[swift-evolution] Issues with 0005-Better Translation of Objective-C APIs Into Swift
Gwendal Roué
gwendal.roue at gmail.com
Wed Feb 3 04:10:58 CST 2016
> Le 3 févr. 2016 à 01:54, Dave Abrahams via swift-evolution <swift-evolution at swift.org> a écrit :
>
>
> on Tue Feb 02 2016, David Owens II <swift-evolution at swift.org> wrote:
>
>>> On Feb 2, 2016, at 12:48 PM, Jarod Long via swift-evolution
>>> <swift-evolution at swift.org> wrote:
>>>
>>> This is definitely more clear when you completely separate these
>>> lines from their context, but code isn't written or read in complete
>>> isolation like this, so I think these examples significantly
>>> exaggerate the ambiguity of the pattern in the real world.
>>>
>>> Even if you only make the minor change of renaming p to proximity
>>> (which is really what it should be), the first example becomes
>>> pretty clear:
>>>
>>>> let next = current.updating(proximity)
>>>
>>>
>>
>> I just want to comment on this as I keep seeing this for arguments on
>> the lists. APIs themselves should not be relying on well named inputs
>> into them to create clear API signatures.
>
> I don't think *anybody* on this list believes they should.
>
> […]
>
>> Similarly,
>>
>> let content = listItemView.text.trimming(characters: .whitespaceAndNewlines)
>>
>> At least I have some context at the call site what the purpose of
>> .whitespaceAndNewlines.
>
> You wouldn't say "go to the garden and trim the plant: rhododendrons".

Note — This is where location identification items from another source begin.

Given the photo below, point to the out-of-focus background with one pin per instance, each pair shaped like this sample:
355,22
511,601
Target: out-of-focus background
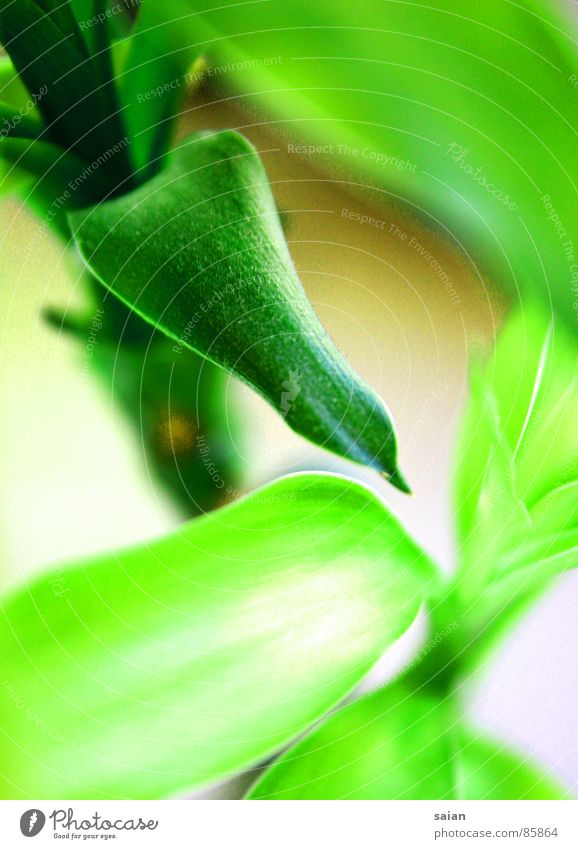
408,310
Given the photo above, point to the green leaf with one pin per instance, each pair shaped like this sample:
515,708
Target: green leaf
198,251
54,171
468,114
517,461
191,440
151,671
154,78
17,124
399,744
79,107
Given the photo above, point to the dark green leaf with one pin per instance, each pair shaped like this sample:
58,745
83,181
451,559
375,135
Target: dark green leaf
398,744
151,671
199,252
469,113
79,106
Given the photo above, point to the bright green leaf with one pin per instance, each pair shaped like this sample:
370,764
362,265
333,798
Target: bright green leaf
399,744
199,252
151,671
466,112
153,83
517,461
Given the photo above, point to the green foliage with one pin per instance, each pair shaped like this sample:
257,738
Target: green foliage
467,114
199,252
517,467
79,107
399,744
154,670
153,79
170,666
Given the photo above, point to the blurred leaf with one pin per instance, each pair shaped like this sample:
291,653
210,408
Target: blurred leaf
199,252
399,744
176,663
469,114
153,83
17,124
54,170
79,107
12,90
517,461
191,440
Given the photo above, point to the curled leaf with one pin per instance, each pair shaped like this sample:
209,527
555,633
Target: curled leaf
199,252
399,744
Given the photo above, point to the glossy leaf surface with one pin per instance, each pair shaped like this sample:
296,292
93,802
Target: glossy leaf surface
169,666
398,744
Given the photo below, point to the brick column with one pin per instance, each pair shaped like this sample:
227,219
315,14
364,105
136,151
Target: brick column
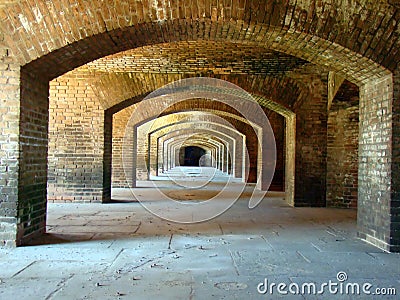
311,145
379,157
33,144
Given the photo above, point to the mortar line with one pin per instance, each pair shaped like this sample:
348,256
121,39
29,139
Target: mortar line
60,286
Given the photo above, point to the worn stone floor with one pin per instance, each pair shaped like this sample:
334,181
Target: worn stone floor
121,251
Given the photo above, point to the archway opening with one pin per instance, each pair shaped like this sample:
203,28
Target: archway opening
190,156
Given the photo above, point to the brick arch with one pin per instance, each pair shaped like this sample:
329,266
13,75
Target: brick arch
119,90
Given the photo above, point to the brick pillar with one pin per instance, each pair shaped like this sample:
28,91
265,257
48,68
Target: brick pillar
379,156
9,149
107,156
395,191
311,146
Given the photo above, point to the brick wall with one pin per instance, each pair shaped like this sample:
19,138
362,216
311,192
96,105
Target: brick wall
311,144
76,141
342,148
375,162
9,139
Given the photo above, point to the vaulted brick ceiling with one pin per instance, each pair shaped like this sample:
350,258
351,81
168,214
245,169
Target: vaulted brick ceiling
200,57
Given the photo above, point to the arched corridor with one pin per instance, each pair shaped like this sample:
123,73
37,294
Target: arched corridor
111,101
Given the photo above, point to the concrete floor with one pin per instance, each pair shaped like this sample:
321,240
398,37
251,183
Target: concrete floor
121,251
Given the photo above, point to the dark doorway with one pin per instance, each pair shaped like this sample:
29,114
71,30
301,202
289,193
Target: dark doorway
190,156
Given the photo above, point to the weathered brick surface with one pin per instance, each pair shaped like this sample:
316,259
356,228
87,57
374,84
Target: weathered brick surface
9,140
311,144
342,156
356,40
375,161
76,142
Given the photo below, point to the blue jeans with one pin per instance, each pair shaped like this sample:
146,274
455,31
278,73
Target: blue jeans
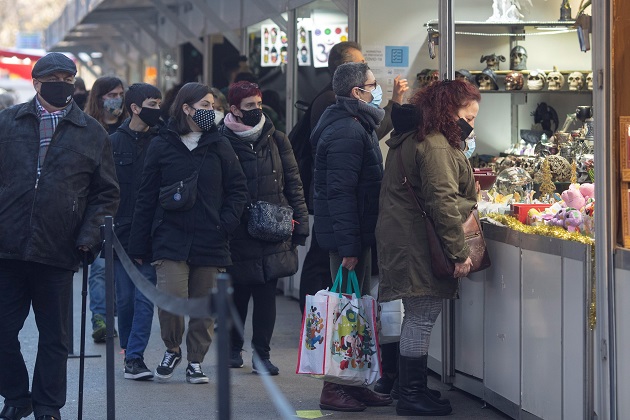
135,311
96,287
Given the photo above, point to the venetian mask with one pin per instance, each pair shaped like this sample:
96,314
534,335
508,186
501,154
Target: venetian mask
536,80
576,81
518,58
514,81
555,80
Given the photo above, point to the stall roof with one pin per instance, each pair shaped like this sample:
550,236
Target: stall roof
144,26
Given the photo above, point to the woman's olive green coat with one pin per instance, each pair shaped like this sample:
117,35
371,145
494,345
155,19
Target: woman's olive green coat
443,181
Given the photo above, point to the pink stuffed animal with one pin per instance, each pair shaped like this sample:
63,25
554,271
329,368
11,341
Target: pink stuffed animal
573,197
573,220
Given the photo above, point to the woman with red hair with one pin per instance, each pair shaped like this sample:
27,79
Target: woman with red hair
272,175
430,157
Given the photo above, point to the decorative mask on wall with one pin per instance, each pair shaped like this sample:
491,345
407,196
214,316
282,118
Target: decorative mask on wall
555,80
463,74
536,80
514,81
492,61
487,80
518,58
589,81
576,81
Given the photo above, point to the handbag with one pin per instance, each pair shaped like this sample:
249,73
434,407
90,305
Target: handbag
182,195
338,340
270,222
441,264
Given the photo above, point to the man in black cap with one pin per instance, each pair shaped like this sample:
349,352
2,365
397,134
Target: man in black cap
57,184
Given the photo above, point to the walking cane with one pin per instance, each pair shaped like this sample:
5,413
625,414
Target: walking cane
82,348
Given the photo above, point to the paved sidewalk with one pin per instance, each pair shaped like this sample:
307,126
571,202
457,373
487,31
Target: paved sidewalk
178,400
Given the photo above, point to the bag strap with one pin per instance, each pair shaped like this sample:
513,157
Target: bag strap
352,287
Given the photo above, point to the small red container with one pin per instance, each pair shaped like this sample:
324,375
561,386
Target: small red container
520,210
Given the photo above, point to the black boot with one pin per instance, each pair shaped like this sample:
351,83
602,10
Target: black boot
413,397
434,393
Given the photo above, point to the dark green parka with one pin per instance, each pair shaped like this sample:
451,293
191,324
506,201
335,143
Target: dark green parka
443,181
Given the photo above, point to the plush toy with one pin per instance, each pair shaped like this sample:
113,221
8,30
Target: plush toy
573,197
573,220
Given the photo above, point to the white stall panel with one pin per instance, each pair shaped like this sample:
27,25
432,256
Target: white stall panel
573,338
469,326
542,334
502,346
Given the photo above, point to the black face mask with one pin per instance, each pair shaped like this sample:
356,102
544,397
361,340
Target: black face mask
58,94
150,116
251,117
465,127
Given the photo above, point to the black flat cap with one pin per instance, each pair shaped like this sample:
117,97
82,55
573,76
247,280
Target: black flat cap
53,63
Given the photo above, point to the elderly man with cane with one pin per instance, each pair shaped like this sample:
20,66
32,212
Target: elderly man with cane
57,183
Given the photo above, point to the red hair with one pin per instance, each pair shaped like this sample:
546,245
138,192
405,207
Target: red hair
438,103
241,90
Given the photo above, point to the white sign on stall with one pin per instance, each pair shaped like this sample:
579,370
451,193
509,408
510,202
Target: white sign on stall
387,62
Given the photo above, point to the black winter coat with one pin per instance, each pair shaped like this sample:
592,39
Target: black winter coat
272,176
46,220
199,236
129,148
347,178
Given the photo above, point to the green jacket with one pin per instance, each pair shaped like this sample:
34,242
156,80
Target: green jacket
443,181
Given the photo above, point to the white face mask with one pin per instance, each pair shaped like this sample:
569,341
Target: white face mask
471,145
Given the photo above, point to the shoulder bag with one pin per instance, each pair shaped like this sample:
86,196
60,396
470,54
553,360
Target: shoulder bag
441,264
269,221
182,195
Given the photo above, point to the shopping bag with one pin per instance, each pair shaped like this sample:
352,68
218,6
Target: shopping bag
390,321
338,341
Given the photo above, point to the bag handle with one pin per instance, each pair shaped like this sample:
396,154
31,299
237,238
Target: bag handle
352,286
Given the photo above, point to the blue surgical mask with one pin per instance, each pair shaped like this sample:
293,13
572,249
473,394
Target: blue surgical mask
470,142
377,96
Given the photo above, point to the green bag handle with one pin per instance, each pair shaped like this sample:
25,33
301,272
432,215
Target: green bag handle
353,283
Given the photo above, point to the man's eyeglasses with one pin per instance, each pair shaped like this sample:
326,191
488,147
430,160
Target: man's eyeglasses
373,85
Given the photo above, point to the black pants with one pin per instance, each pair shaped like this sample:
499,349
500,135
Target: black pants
49,290
315,271
263,318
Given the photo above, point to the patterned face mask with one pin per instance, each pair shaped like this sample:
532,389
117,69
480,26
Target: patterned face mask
204,118
113,106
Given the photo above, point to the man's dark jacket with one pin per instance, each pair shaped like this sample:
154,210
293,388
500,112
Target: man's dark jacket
45,220
272,176
200,235
347,178
129,148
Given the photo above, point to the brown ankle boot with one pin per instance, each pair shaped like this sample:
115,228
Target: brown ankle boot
335,398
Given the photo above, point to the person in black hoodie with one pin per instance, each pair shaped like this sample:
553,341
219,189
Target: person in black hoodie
272,175
348,173
129,145
188,247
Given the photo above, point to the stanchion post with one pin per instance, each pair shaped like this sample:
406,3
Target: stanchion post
108,250
222,300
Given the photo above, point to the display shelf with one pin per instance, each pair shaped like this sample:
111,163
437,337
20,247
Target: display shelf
522,24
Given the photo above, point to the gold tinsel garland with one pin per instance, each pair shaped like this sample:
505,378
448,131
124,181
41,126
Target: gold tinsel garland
559,233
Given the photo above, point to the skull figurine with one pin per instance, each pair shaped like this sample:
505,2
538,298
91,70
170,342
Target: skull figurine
576,81
518,58
514,81
486,80
555,80
536,80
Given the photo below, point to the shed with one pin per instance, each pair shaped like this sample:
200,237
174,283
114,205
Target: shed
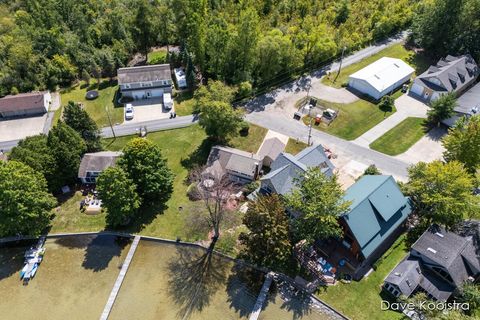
381,77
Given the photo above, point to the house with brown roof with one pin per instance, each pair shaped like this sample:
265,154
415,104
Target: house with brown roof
25,104
93,164
145,82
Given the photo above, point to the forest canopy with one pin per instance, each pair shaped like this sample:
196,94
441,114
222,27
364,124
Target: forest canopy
46,43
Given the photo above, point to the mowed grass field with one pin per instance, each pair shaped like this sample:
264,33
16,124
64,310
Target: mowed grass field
183,149
400,138
418,61
353,119
96,108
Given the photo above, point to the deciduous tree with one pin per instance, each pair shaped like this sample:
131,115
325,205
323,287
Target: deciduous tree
318,202
24,200
442,192
79,120
463,143
142,160
118,195
267,242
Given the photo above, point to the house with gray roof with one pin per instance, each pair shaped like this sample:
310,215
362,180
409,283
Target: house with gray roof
94,163
438,264
241,166
145,82
450,74
375,219
287,168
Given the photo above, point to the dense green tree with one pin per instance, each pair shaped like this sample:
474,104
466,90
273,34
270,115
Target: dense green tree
118,195
35,152
441,108
442,192
142,160
79,120
463,143
317,201
67,147
24,200
267,241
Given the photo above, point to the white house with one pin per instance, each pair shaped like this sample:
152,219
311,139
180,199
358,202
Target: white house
145,82
450,74
381,77
25,104
181,78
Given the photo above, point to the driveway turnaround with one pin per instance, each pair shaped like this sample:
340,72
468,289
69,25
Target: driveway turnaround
406,107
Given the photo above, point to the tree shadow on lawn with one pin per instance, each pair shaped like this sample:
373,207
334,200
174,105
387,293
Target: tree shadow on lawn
199,157
99,249
243,286
196,275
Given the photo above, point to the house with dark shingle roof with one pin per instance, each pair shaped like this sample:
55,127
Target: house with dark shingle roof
145,82
374,221
25,104
438,264
94,163
287,168
450,74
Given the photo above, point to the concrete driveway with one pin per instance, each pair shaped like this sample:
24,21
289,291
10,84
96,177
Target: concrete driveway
17,129
406,107
149,109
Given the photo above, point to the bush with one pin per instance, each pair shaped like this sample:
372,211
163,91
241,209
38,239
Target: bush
244,128
192,192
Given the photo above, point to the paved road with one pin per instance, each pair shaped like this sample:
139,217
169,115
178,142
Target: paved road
126,129
406,107
274,110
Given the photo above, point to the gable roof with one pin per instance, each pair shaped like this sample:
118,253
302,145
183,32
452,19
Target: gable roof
97,162
286,168
383,73
144,73
225,158
449,250
22,101
452,73
377,208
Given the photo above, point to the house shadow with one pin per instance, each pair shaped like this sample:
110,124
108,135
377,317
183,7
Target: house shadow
196,275
100,249
243,286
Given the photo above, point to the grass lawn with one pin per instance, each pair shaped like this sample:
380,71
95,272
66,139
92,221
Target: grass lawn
353,119
183,103
361,300
252,141
96,108
400,138
419,62
183,148
157,57
294,146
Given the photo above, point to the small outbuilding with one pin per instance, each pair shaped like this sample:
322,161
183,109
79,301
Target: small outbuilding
25,104
381,77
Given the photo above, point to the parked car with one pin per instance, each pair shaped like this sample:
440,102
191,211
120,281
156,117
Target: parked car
128,111
167,101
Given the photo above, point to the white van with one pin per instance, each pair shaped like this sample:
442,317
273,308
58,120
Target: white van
167,101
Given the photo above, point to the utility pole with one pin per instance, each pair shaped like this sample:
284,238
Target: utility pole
110,121
340,66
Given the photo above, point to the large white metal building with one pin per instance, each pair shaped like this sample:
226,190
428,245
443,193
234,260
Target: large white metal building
381,77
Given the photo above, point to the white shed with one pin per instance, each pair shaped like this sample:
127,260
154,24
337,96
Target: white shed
381,77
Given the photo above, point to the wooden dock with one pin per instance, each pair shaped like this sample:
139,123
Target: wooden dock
261,297
119,281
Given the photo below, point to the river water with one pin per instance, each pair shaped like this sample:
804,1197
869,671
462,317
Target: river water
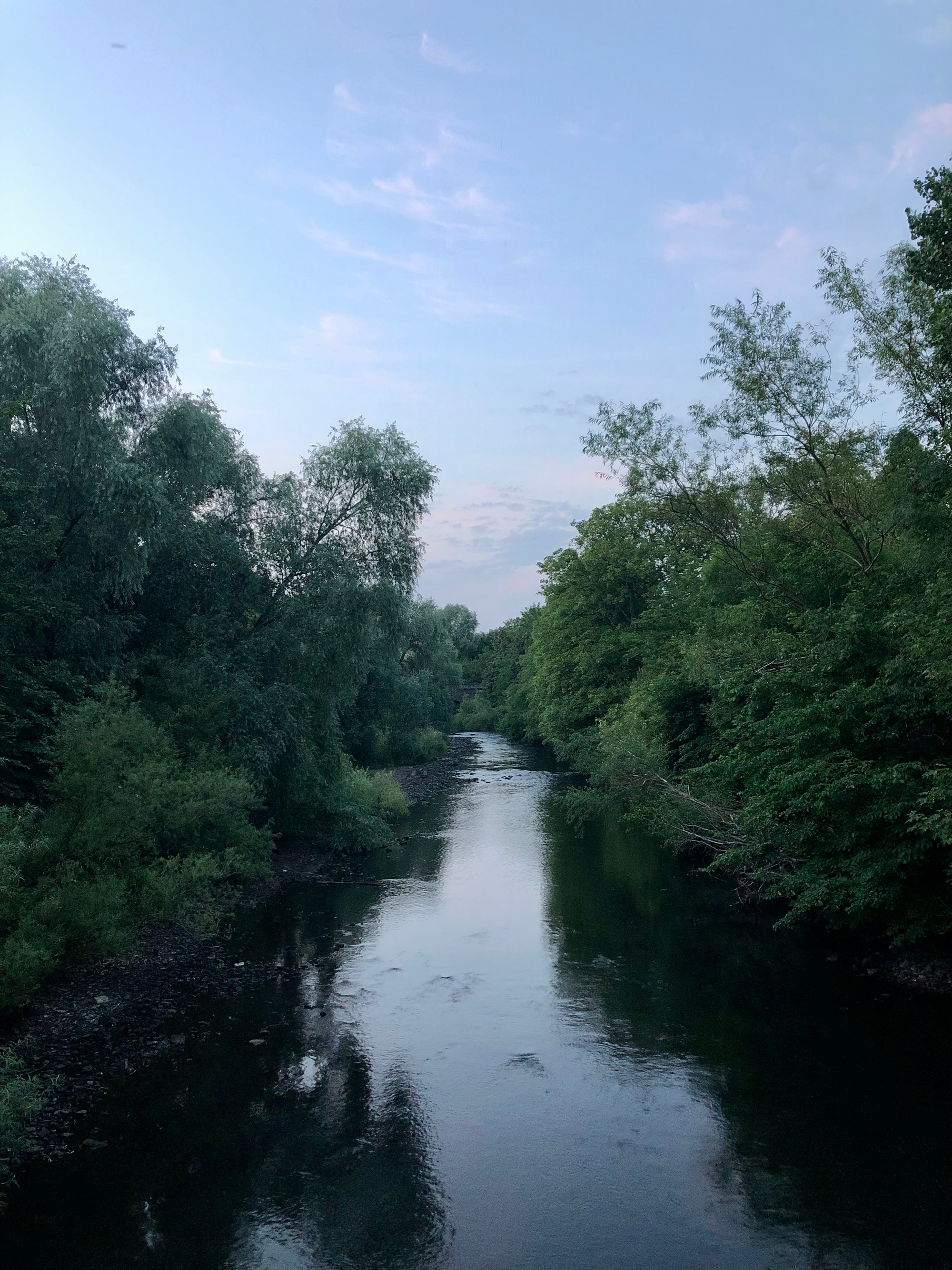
520,1048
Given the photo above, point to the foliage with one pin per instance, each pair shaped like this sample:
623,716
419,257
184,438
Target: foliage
20,1101
192,652
751,647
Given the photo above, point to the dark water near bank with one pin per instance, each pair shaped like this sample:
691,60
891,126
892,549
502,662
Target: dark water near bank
532,1050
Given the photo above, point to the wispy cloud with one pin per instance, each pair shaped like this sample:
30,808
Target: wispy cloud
342,340
215,355
931,125
441,56
341,247
939,32
466,211
703,230
436,291
346,100
565,407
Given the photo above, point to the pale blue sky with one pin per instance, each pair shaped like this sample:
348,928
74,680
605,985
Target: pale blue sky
475,220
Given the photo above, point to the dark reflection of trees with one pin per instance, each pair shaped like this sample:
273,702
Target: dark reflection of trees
301,1140
836,1099
357,1178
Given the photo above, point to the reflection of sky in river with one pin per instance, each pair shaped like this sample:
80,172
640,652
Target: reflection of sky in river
517,1047
553,1147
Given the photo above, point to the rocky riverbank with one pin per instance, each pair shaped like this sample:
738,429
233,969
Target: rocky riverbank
109,1018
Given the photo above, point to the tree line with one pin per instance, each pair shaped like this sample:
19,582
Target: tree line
751,650
195,657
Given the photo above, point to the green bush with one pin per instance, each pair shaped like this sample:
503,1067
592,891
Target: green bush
475,714
20,1103
132,833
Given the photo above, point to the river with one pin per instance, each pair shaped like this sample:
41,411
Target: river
521,1047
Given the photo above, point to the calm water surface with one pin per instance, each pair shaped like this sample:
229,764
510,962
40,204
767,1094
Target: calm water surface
532,1050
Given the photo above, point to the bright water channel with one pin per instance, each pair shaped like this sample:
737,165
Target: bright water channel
526,1050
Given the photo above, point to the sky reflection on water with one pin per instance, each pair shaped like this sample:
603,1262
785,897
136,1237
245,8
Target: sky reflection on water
535,1050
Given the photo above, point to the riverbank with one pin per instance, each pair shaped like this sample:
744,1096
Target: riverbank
109,1018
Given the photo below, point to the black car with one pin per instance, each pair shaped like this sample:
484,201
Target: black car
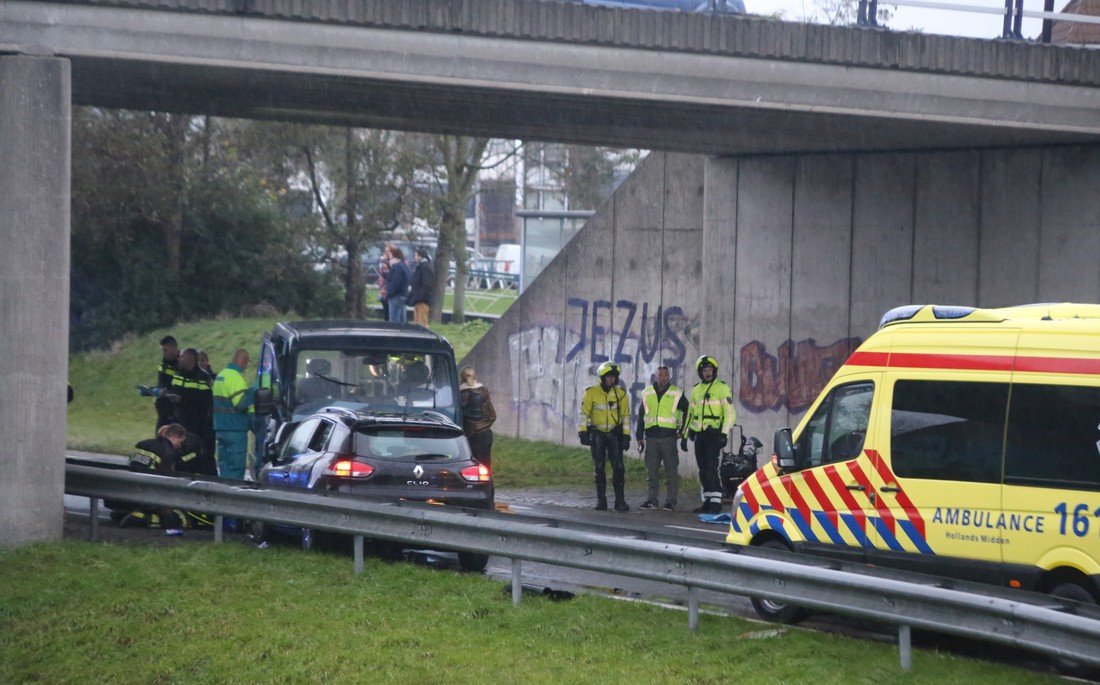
420,456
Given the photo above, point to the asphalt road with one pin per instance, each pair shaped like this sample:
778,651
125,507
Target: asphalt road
574,508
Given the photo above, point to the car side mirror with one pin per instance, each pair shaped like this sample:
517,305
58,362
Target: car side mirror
264,401
784,450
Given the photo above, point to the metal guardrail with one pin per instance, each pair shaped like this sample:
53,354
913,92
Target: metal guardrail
1043,625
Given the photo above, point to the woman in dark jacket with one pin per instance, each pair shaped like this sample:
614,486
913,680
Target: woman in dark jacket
477,416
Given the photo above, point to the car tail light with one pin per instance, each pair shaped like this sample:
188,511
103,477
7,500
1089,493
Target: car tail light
343,467
477,473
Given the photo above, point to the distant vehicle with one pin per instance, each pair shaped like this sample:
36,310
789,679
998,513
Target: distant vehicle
507,258
730,7
420,455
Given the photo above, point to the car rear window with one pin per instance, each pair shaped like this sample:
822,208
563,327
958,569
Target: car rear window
409,442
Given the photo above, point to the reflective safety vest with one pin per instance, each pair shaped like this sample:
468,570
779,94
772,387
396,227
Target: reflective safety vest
661,412
712,406
231,400
605,409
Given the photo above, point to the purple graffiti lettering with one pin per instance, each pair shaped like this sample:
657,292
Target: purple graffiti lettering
575,301
793,377
631,309
597,331
647,349
677,345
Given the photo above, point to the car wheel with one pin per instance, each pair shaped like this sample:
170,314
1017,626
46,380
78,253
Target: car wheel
472,562
774,610
1079,594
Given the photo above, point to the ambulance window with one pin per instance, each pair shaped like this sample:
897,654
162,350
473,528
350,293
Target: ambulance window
836,431
1053,437
946,430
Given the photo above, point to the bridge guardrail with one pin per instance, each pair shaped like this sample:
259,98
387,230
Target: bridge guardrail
1032,622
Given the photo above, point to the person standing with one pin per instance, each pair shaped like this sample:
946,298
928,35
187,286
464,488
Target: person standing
477,416
397,286
605,428
661,416
167,369
194,412
383,274
421,286
231,400
711,419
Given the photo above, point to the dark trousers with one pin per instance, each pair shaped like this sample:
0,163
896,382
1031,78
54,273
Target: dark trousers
481,444
607,448
707,452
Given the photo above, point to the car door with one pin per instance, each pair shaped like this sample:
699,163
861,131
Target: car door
295,451
938,476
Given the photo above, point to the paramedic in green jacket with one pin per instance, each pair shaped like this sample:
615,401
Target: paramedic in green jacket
232,397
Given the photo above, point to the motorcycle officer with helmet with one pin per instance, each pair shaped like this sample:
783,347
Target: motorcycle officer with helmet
711,419
605,428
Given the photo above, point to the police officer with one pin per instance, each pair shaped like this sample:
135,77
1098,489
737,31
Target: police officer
194,409
711,419
661,416
605,428
165,373
231,400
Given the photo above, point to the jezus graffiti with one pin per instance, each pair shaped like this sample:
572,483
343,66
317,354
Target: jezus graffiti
551,365
792,377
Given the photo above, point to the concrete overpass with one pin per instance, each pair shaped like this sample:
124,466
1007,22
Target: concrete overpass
845,169
564,72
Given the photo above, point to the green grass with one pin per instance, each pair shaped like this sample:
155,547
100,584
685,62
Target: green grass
194,612
483,301
495,301
107,413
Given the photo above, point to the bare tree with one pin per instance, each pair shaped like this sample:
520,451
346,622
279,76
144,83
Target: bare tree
359,180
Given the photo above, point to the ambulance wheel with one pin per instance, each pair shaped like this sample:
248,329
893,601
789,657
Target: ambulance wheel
1079,594
774,610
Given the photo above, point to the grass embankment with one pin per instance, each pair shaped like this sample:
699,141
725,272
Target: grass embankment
86,612
109,416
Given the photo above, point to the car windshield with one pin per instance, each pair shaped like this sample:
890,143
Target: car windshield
382,382
405,442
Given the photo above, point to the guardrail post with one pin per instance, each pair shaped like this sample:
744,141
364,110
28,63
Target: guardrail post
517,582
905,647
94,512
692,608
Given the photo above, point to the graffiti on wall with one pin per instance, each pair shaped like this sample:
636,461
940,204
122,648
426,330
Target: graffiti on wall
792,377
551,365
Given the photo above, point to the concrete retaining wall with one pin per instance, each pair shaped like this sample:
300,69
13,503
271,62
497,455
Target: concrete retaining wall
780,265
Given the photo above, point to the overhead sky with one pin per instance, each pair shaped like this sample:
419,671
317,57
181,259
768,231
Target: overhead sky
946,22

> It isn't necessary for comprehension. Why do you feel characters: is
> necessary here?
Precisely because of what you stated a few lines above : "I don't think *anybody* on this list believes [API] should [be relying on well named inputs »:
let s: NSCharacterSet = .whitespaceAndNewlines
let content = listItemView.text.trimming(s) // what?